In January 2008 the border between Gaza and Egypt was breached by Hamas. It allowed them to bring in Russian and Iranian-made rockets with a larger range. In the first half of 2008, the number of attacks rose sharply, consistently totaling several hundred per month. In addition, Ashkelon was hit many times during this period by Grad rockets.

...

In 2012, Jerusalem and Israel's commercial center Tel Aviv were targeted with locally made "M-75" and Iranian Fajr-5 rockets, respectively, and in July 2014, the northern city of Haifa was targeted for the first time

--- end quote ---

> Perhaps "small arms" or "light weapons" would be more precise than "handguns"

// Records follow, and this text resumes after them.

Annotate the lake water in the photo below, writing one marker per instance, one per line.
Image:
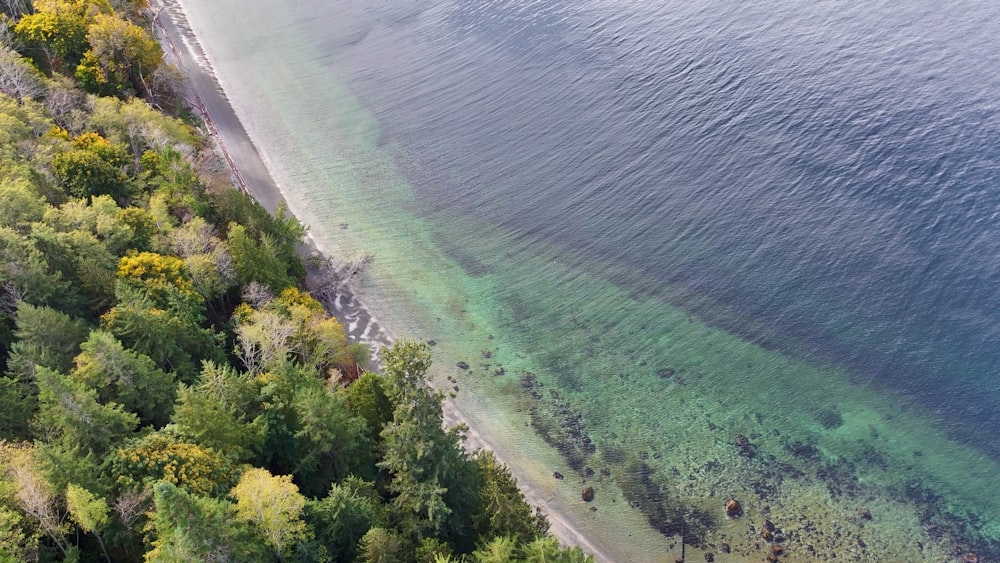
(718, 249)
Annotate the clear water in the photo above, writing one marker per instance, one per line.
(690, 221)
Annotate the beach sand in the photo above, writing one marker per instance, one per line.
(235, 147)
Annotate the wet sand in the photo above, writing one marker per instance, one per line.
(250, 173)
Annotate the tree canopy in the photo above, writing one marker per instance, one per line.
(170, 390)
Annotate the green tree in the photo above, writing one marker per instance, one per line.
(258, 260)
(435, 484)
(503, 510)
(161, 456)
(25, 273)
(380, 545)
(71, 414)
(220, 411)
(125, 377)
(171, 335)
(367, 399)
(90, 513)
(332, 443)
(501, 549)
(343, 517)
(189, 527)
(85, 173)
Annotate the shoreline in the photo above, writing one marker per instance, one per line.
(250, 173)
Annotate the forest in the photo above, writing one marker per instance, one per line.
(170, 390)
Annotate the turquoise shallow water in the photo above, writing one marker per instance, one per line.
(720, 252)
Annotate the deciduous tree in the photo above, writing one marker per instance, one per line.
(273, 507)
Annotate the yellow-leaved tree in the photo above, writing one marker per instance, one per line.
(273, 506)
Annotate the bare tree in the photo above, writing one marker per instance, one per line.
(65, 103)
(18, 78)
(264, 340)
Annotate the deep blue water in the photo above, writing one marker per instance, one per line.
(826, 173)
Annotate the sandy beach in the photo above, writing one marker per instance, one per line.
(250, 173)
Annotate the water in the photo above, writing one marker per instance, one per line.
(689, 222)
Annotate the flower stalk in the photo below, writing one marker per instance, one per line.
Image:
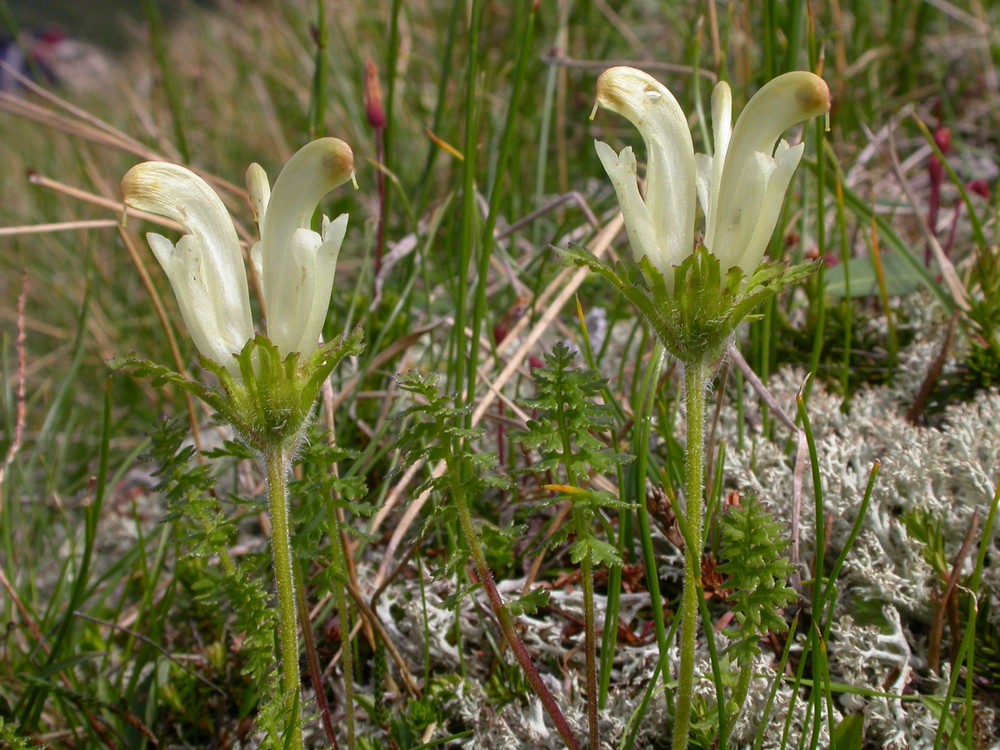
(276, 466)
(268, 385)
(696, 377)
(695, 294)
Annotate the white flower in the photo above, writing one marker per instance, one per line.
(205, 267)
(740, 189)
(296, 265)
(661, 227)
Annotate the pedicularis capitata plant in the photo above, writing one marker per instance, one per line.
(696, 289)
(268, 384)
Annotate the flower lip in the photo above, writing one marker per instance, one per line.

Where "light weapons" are literally thousands of rocket launches against various targets in Israel.

Iron Dome exists due to "small lightly equipped militia" in Palestine.


I can call throwing a grenade in Jerusalem a successful attack with an explosive device, but all those attacks together over the past decade haven’t even come close to scratching the deaths inflicted by a single Israelli bomb. I can’t even imagine how people keep repeating that. The attacks two years ago were noteworthy exactly because they were so relatively effective.


Literally hundreds of rocket attacks per month, including foreign rockets.

"Oh it's just a single grenade in Jerusalem or something"

Iron Dome literally built to protect from hundreds of rocket attacks.

"Oh, it's not even close to scratching the deaths from Israeli bombs"

A well-organised organisation easily orchestrating the attacks, and with a funding at lower estimates of at least $200 million

"Oh, it's just militants with handguns. It's just $100 million, not that much" [1].

> I can’t even imagine how people keep repeating that.

Yes, yes I can't imagine how people keep being Hamas apologists in the face of actual reality.

[1] My original comment said "I wouldn't be surprised if Hamas had total funding near the same level as IDF.". This is definitely not true. But man. To dismiss the lower estimate of ~$200 million dollars as "it's nothing" and to pretend that Hamas is neither well funded nor well organised is just absolute insanity.